1. The power thresholds to complete the sit to stand test differ for men and women and increase linearly with height.
2. Participants who did not meet the power threshold for the sit to stand test had greater disability in activities of daily living.
Evidence Rating Level: 2 (Good)
Being able to rise from a chair unassisted is one of the most important requirements for independent living. The sit-to-stand (STS) test is often used as a tool to assess a patient’s ability to do accomplish this. Currently, no previous study has identified the minimum levels of relative power needed to rise from a chair. Consequently, the present study sought to identify this threshold in older adults. Furthermore, this study aimed to assess the prevalence of mobility limitations and disability in activities of daily living in older people who have relative muscle power below the minimal thresholds.
The present retrospective analysis included 5 European cohorts (11 583 participants, age range 60-103 years). Inclusion and exclusion criteria were further described for each cohort. Four cohorts measured STS performance using the 30-second STS test whereas one used the 5-rep STS test. Muscle power was assessed by means of the STS muscle power test.

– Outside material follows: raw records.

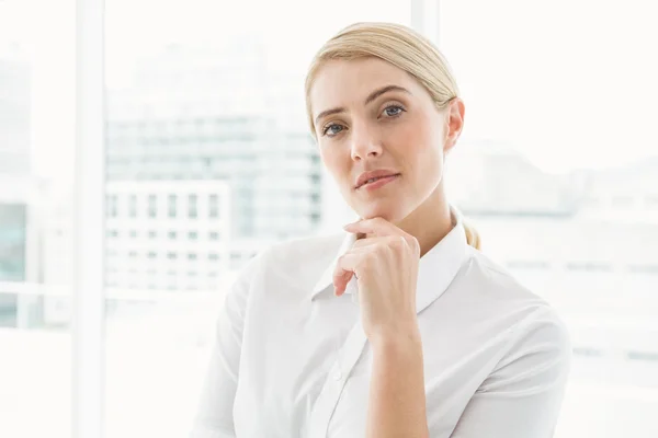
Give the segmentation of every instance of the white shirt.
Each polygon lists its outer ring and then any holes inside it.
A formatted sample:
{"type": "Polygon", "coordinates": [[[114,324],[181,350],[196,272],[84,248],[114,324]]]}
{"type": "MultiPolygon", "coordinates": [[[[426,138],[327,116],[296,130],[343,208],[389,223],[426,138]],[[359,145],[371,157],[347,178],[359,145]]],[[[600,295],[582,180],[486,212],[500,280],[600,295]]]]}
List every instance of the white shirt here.
{"type": "MultiPolygon", "coordinates": [[[[468,246],[456,217],[419,261],[430,436],[551,437],[571,355],[565,325],[468,246]]],[[[292,240],[246,265],[217,321],[193,438],[365,435],[372,350],[358,301],[336,297],[331,278],[354,239],[292,240]]]]}

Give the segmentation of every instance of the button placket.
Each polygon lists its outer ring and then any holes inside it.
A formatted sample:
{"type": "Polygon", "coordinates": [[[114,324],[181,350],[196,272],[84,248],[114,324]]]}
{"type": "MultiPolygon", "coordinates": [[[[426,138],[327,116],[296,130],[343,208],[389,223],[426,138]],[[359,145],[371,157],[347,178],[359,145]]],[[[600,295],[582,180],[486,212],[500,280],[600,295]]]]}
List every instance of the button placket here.
{"type": "Polygon", "coordinates": [[[345,344],[339,354],[339,359],[331,367],[322,390],[313,407],[307,437],[324,438],[327,436],[331,416],[336,411],[348,377],[363,353],[365,342],[366,337],[363,333],[361,322],[358,322],[350,331],[345,344]]]}

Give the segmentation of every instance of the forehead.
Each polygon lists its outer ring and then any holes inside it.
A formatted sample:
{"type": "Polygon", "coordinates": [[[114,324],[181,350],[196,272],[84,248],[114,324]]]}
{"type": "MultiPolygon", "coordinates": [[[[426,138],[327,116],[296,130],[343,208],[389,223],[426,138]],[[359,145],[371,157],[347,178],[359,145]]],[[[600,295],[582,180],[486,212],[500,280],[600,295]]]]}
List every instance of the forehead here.
{"type": "Polygon", "coordinates": [[[405,70],[379,58],[331,60],[320,67],[310,89],[314,114],[334,106],[361,105],[370,92],[400,85],[418,95],[420,84],[405,70]]]}

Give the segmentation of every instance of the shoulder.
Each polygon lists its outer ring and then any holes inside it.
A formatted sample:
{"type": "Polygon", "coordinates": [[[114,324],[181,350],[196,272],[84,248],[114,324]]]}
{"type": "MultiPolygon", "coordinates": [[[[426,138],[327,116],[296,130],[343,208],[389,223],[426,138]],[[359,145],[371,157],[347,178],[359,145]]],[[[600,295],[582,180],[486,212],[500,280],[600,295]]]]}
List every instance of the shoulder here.
{"type": "MultiPolygon", "coordinates": [[[[239,272],[237,281],[298,287],[317,277],[336,257],[344,233],[300,237],[270,244],[239,272]]],[[[264,286],[264,285],[263,285],[264,286]]]]}
{"type": "Polygon", "coordinates": [[[567,325],[556,309],[486,254],[469,249],[468,262],[455,283],[460,290],[454,298],[461,295],[476,320],[500,324],[498,328],[511,337],[534,333],[537,342],[551,342],[560,350],[570,348],[567,325]]]}

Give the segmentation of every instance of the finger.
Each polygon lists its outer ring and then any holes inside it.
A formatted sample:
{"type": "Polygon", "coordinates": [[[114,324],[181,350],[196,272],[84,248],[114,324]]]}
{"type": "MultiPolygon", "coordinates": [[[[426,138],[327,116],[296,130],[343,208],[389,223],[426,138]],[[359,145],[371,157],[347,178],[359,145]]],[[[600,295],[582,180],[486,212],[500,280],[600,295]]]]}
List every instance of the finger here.
{"type": "Polygon", "coordinates": [[[407,233],[400,230],[398,227],[394,226],[389,221],[384,218],[372,218],[372,219],[363,219],[358,222],[348,223],[343,227],[343,229],[351,233],[364,233],[374,237],[385,237],[385,235],[405,235],[407,233]]]}
{"type": "Polygon", "coordinates": [[[338,258],[333,269],[333,287],[337,296],[340,297],[345,291],[354,274],[359,275],[358,266],[362,258],[363,255],[358,253],[345,253],[338,258]]]}
{"type": "Polygon", "coordinates": [[[348,284],[352,279],[353,275],[354,275],[354,273],[352,273],[352,272],[344,272],[342,275],[338,275],[338,276],[333,277],[333,293],[337,297],[340,297],[341,295],[343,295],[345,292],[345,289],[348,288],[348,284]]]}
{"type": "Polygon", "coordinates": [[[373,245],[379,245],[379,244],[387,245],[388,242],[390,242],[390,239],[392,238],[388,235],[382,237],[382,238],[361,239],[361,240],[355,241],[349,251],[362,251],[363,249],[368,249],[368,251],[370,251],[370,246],[373,246],[373,245]]]}

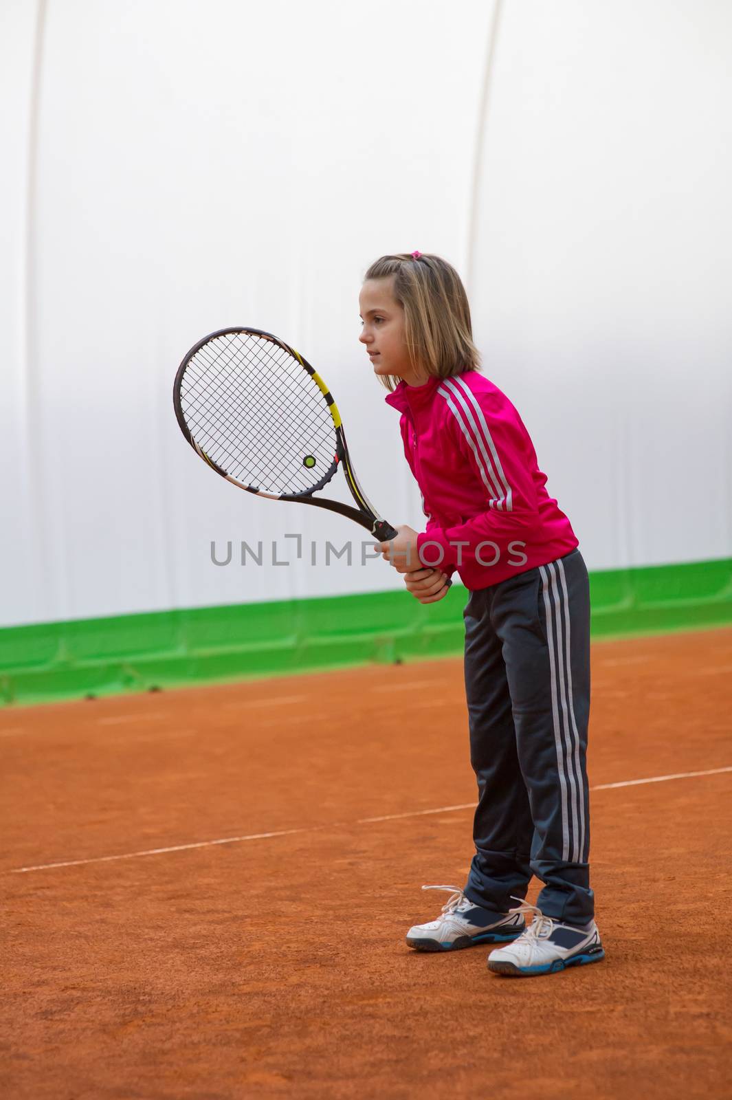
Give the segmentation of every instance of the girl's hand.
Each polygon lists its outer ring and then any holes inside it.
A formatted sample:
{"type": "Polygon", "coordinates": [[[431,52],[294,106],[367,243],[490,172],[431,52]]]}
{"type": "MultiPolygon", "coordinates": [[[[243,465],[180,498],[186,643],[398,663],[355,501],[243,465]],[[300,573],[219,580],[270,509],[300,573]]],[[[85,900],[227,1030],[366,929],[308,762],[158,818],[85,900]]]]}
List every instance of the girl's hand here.
{"type": "Polygon", "coordinates": [[[420,556],[417,552],[418,532],[413,527],[402,524],[397,527],[397,538],[390,542],[379,542],[379,550],[385,561],[398,573],[411,573],[420,568],[420,556]]]}
{"type": "Polygon", "coordinates": [[[436,604],[450,592],[447,578],[439,569],[417,569],[404,573],[404,584],[421,604],[436,604]]]}

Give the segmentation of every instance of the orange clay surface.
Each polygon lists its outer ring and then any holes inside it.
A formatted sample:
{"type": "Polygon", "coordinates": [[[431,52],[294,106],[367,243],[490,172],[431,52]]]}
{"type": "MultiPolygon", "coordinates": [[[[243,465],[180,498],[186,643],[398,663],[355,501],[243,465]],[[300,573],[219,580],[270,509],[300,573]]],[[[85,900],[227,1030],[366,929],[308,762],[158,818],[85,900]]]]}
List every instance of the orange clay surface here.
{"type": "Polygon", "coordinates": [[[0,1093],[732,1096],[732,630],[592,662],[607,959],[523,980],[404,945],[472,855],[459,661],[0,713],[0,1093]]]}

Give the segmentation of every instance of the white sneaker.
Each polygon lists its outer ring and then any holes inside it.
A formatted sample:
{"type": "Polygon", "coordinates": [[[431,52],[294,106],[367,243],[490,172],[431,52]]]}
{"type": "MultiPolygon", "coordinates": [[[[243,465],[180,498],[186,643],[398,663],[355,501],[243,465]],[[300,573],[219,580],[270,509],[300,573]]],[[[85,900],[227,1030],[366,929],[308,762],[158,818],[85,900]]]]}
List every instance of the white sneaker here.
{"type": "MultiPolygon", "coordinates": [[[[519,900],[519,899],[517,899],[519,900]]],[[[511,913],[533,913],[534,920],[510,946],[488,956],[488,969],[514,978],[556,974],[568,966],[584,966],[605,958],[595,921],[583,927],[545,916],[535,905],[520,905],[511,913]]]]}
{"type": "Polygon", "coordinates": [[[436,921],[415,924],[407,933],[407,943],[418,952],[454,952],[474,944],[507,943],[525,928],[519,911],[507,914],[481,909],[459,887],[422,887],[422,890],[448,890],[452,898],[442,906],[436,921]]]}

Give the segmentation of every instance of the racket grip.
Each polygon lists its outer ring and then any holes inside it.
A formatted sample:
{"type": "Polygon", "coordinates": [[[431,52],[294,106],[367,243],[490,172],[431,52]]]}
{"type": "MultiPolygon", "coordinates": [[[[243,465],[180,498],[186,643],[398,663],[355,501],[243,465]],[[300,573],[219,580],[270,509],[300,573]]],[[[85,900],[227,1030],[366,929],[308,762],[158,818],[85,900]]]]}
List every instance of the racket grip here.
{"type": "Polygon", "coordinates": [[[388,524],[386,519],[377,519],[371,528],[371,535],[379,542],[390,542],[391,539],[396,539],[399,531],[396,531],[391,524],[388,524]]]}

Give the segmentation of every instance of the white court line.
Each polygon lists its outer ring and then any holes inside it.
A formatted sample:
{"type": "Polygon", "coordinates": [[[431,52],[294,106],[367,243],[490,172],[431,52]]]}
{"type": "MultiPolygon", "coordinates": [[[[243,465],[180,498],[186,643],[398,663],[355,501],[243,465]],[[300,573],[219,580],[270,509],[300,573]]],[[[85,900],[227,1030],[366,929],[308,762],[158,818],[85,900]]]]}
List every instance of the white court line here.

Results showed that the minimal threshold of relative muscle power to complete 5 STS repetitions were 1.1 and 1.0 Watts/kg for older men and women respectively. The threshold to complete one STS repetition was 0.3 Watts/kg in both sexes. Furthermore, all participants with relative power below the 5-rep threshold had mobility limitations and a large proportion showed disability in activities of daily living. However, this study was limited by the use of a standardized chair height (0.43-0.45m) which may have influenced the threshold of relative muscle power. Nonetheless, this study provided strong evidence in support of the prevention of mobility limitations in older people through muscle strengthening above the minimum power threshold.